Strange Invasion (Extraña invasión, also known as Stay Tuned for Terror) is a 1965 Argentine-American science fiction film directed by Emilio Vieyra and starring Richard Conte, Jorge Rivera López, Eddie Pequenino, Anna Strasberg and Mónica Cahen D'Anvers. It was written by Philip Kearney, Les Rendelstein and Emilio Vieyra. Adolfo Aristarain was assistant director.

==Plot==

In Clearview, a town in the South of the U.S., strange waves begin to appear on the TV sets, hypnotizing the very young and the very old. Children and old people begin to wander around town in a zombie-like state.
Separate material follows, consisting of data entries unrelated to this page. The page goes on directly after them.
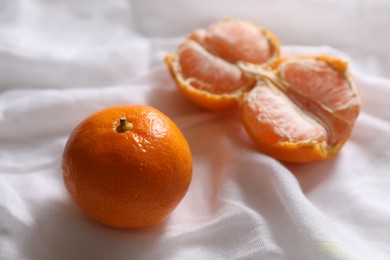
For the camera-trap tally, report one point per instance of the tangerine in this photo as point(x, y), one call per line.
point(204, 66)
point(127, 166)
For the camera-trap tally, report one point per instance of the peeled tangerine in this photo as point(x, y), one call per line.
point(299, 109)
point(205, 65)
point(303, 110)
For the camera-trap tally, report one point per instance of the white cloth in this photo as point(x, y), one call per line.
point(62, 60)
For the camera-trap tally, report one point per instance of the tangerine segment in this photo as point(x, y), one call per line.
point(326, 91)
point(236, 40)
point(207, 72)
point(322, 89)
point(204, 66)
point(206, 80)
point(127, 176)
point(281, 128)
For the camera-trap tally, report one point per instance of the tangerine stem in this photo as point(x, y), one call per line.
point(124, 126)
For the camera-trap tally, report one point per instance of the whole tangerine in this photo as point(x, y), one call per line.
point(127, 166)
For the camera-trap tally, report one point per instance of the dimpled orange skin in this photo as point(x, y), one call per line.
point(127, 179)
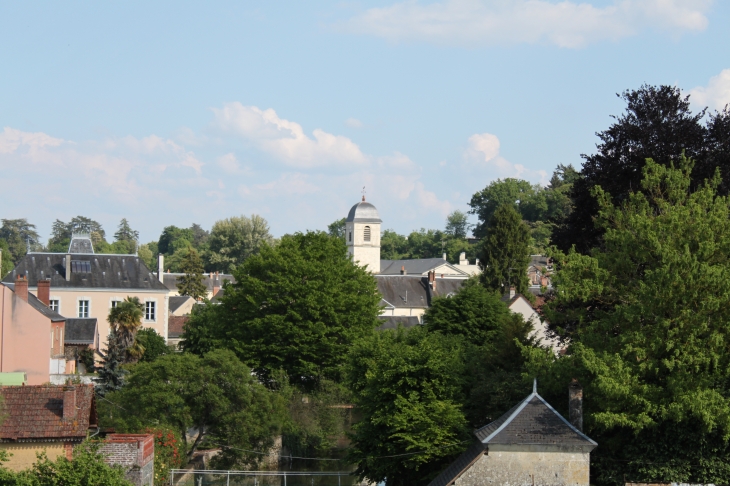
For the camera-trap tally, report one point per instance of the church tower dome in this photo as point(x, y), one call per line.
point(362, 235)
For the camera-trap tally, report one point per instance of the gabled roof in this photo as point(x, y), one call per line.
point(36, 413)
point(419, 267)
point(80, 331)
point(97, 271)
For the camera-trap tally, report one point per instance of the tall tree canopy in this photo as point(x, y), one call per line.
point(505, 252)
point(297, 306)
point(650, 332)
point(233, 240)
point(659, 124)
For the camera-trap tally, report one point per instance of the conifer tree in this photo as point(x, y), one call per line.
point(191, 283)
point(505, 253)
When the signal drops, there is a violent reaction and the army must be called in.

== Cast ==
- Richard Conte
- Jorge Rivera López
- Eddie Pequenino
- Eduardo Muñoz
- Anna Strasberg (as Anna Mizrahi)
- Ignacio de Soroa
- Sergio Vandes
- Edmundo Sanders
- Susana Beltrán
- Emilio Vieyra
- Mónica Cahen D'Anvers (as Monica Mihánovich)

==Production==
Except for the opening scene, the film was filmed in Ciudad Jardin.